Was ich damals verbesserungswürdig fand war, dass sie sich hätte mehr um mich kümmern sollen. Sie hatte mich gezeugt und geboren, sie hätte auch die Verantwortung übernehmen müssen. Doch sie war egoistisch und schaute nur auf ihr Glück. Sie ging über Leichen und in diesem Fall waren meine Gefühle eine dieser Leichen. Und sie enthielt mir die Nähe vor die ich so dringend gebraucht hätte. Hat sie mich geliebt? Dann hätte sie es sagen oder mir zeigen sollen. Und schon sind wir bei meinen Lernaufgaben…
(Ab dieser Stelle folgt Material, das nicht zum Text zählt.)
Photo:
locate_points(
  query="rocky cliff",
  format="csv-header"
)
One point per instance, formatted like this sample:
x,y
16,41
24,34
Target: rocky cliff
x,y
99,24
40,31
Wenn du jemand liebst, steh dazu. Sag es. Zeig es. Egoismus ist nichts schlechtes, aber mit Maß und Ziel. Deine Mitmenschen haben auch Gefühle. Achte darauf. Wenn man Menschen zu sehr verletzt, können sie einem vielleicht mal verzeihen, aber vergessen werden sie nicht. Jede deiner Handlungen hat Konsequenzen. Wenn du dich schwängern lässt und das Kind bekommst, bist du auch für das Wohl des Kindes verantwortlich! Und das für mich wahrscheinlich wichtigste – mache dein Selbstwertgefühl niemals von anderen Menschen abhängig! Auch nicht von deiner Familie!
Wie gesagt, wir sind beide nicht mehr der Mensch der wir mal waren. Doch auch ihr früheres Ich habe ich für etwas gebraucht. Wenn ich auch gerade den letzten Punkt immer noch nicht ganz umsetzen kann. Mein Selbstwertgefühl ist auch heute noch ein sehr sensibler Punkt….
Die Mama von heute ist ein anderer Mensch. Sie nimmt mich in den Arm. Sie hört mir zu wenn es mir schlecht geht und sie baut mit mir mein Selbstwertgefühl wieder auf, wenn jemand anderer es wieder ein wenig zerstört. Danke dafür Mama! Ich hab dich lieb!